Re: ÄRZTE müssen in der Kommunikationskette mitspielen wolle

Verfasst: 02.10.2010, 07:23
von Sabrina Merck
Justitia hat geschrieben:...So kämpfe ich hier an 2 Fronten:
Erstens: beim Pflegepersonal muss ich immer wieder betteln, dass ich bei Arzt-Visiten [die die Ärzte ja höchst selten präzise und zuverlässig terminlich vorankündigen, da man ihnen ja die Füße küssen muss, dass sie überhaupt im Heim aufkreuzen....] sofort telefonisch hinzugezogen werde, um die Diagnose/Ei[nschätzung des Arztes anhören zu können, seine Aufklärung über den Behandlungsvorschlag entgegenzunehmen, meine Fragen und Einwände mit dem Arzt diskutieren zu können und schließlich meine Einwilligung oder Nicht-Einwilligung kundtun zu können.
Zweitens: Bei den Ärzten selbst um die Bereitschaft, sich mit mir als Vertreterin des Patienten ernsthaft auseinanderzusetzen wie man es mit einsichtsfähigen "normalen" Patienten tun müsste - meist mit dem Argument: viel zu viel Aufwand, wie soll das gehen im Pflegeheim bei den "Sammel-Schnell-Visiten" im Durchmarsch-Verfahren?, keine Zeit, keine Zeit und nochmals keine Zeit. ...
Guten Morgen,
ich kenne die Probleme mit der ärztlichen Versorgung. Es kann oder muss aber Aufgabe eines Vertreters bleiben, Selbstbestimmungsrechte zur Geltung zu bringen. Man muss den Pflegekräften und Ärzten klar machen, dass ohne Einbeziehung des Vertreters alle Maßnahmen rechtswidrig sind (Notfälle ausgeklammert).
(1) Wenn das Pflegepersonal nur zögerlich informiert, muss man die Leitungskräfte einschalten und auf die vertraglichen Grundlagen aufmerksam machen. Ggf. sollte man darauf drängen, dass der Träger eine Dienstanweisung verfasst, in der die Aufgaben des Personals bei der ärztlichen Versorgung näher ausgeführt sind.

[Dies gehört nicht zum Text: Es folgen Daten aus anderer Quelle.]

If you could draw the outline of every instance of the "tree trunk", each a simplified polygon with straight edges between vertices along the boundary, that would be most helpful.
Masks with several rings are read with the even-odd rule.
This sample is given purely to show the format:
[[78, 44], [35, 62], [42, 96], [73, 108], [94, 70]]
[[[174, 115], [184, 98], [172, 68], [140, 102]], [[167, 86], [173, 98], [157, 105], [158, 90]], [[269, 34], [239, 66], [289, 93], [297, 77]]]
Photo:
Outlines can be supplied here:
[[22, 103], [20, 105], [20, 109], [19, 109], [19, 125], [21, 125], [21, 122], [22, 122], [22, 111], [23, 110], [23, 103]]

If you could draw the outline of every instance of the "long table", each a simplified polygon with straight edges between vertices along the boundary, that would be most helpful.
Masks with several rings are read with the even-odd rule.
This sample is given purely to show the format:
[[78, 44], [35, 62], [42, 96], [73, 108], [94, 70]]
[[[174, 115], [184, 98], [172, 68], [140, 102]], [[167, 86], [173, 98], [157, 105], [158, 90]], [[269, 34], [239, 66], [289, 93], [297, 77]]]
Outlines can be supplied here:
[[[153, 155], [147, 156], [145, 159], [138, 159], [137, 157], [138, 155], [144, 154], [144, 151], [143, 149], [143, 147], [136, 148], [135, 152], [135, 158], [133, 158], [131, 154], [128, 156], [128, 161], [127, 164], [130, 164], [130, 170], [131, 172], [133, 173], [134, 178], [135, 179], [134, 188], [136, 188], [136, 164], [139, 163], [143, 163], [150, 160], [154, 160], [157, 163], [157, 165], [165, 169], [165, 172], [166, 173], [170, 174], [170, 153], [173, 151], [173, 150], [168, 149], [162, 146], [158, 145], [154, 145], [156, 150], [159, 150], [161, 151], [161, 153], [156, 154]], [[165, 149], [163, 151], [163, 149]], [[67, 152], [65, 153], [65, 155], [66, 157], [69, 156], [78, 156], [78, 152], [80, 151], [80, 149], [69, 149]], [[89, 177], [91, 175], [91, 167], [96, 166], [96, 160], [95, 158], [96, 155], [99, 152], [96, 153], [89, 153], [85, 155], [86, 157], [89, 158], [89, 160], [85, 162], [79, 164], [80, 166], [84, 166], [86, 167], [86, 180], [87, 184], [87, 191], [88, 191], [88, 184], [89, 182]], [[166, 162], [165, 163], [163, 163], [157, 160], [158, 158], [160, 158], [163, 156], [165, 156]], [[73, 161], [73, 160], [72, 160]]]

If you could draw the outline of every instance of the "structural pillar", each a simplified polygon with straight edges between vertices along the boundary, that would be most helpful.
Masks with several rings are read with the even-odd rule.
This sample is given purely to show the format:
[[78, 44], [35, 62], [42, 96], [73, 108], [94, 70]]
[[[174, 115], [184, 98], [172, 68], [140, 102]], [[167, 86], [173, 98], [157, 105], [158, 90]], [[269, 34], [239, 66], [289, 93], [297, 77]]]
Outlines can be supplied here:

(2) Wenn Ärzte sich durch die Beteiligung des Rechtsvertreters "belästigt" fühlen, sollten sie als Vertragspartner ausgetauscht werden (= freie Arztwahl). Vielleicht kann man auch den Ärzten einmal klar machen, dass allein der Rechtsvertreter darüber zu befinden hat, wer die ärztliche Versorgung wahrnimmt. Arztwechsel sind jederzeit möglich. Natürlich kann man auch die Kassenärztliche Vereinigung einschalten und dadurch erreichen, dass Ärzte zur Wahrnehmung ihrer Pflichten angehalten werden. Allerdings ist bei einer KV-Einschaltung das Vertrauensverhältnis möglicherweise gestört, so dass ein Arztwechsel unausweichlich ist. Übrigens fürchten in manchen Einrichtungen Ärzte Dispute mit Pflegekräften und Rechtsvertretern (Patienten), weil sie dann schnell "weg vom Fenster sind".